Sunday, February 8, 2015

In the Night Room, by Peter Straub. Ballantine Books, 2004

Author Tim Underhill is having a bad day. He gets weird emails that come from dead people- and also emails from an exceptionally rude angel. He sees his dead sister. A ‘fan’ approaches him as he has lunch, asking him to sign a whole bag full of books, proceeds to rant about finding the ‘real’, perfect version of books, and then stalks Underhill.

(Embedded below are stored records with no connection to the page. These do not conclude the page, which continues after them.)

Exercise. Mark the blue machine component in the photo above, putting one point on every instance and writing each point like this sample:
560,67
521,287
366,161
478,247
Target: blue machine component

Willy Patrick, author of children’s books, is also having a bad day. She is convinced that her daughter is being held in a warehouse. But her daughter, and her late husband, were killed some time ago. She is well aware that this is a kind of madness, so she goes back home, to her incredibly wealthy fiancé’s house that she is moving into in preparation for their wedding. Her fiancé is very secretive about what he does and is a control freak. Quite by accident she finds that her fiancé may have had something to do with her husband’s and daughter’s deaths, and she finds herself on the run. She winds up meeting Underhill, and they both flee the area.

I found this book to be rather frustrating. Straub played with reality in ways that I found hard to follow for a good long time- which is okay for a while. Patrick is said to be the author of the book “lost boy lost girl”- which of course Straub wrote (and I suspect that ‘Night Room’ would be a lot easier to follow if one has read ‘lost boy lost girl’ first.) Some things are said to be from his imagination, but other things are supposed to be ‘real’. The plot takes its time to get anywhere, with many things introduced that ultimately don’t go anywhere and left me, at the end, wondering what that bit was all about and if I’d missed something. For example, the emails from Underhill’s dead acquaintances seem to merely function to let him know that something weird is happening; they have no impact on the story itself. But the thing that bothered me the worst is that the story completely failed to scare me.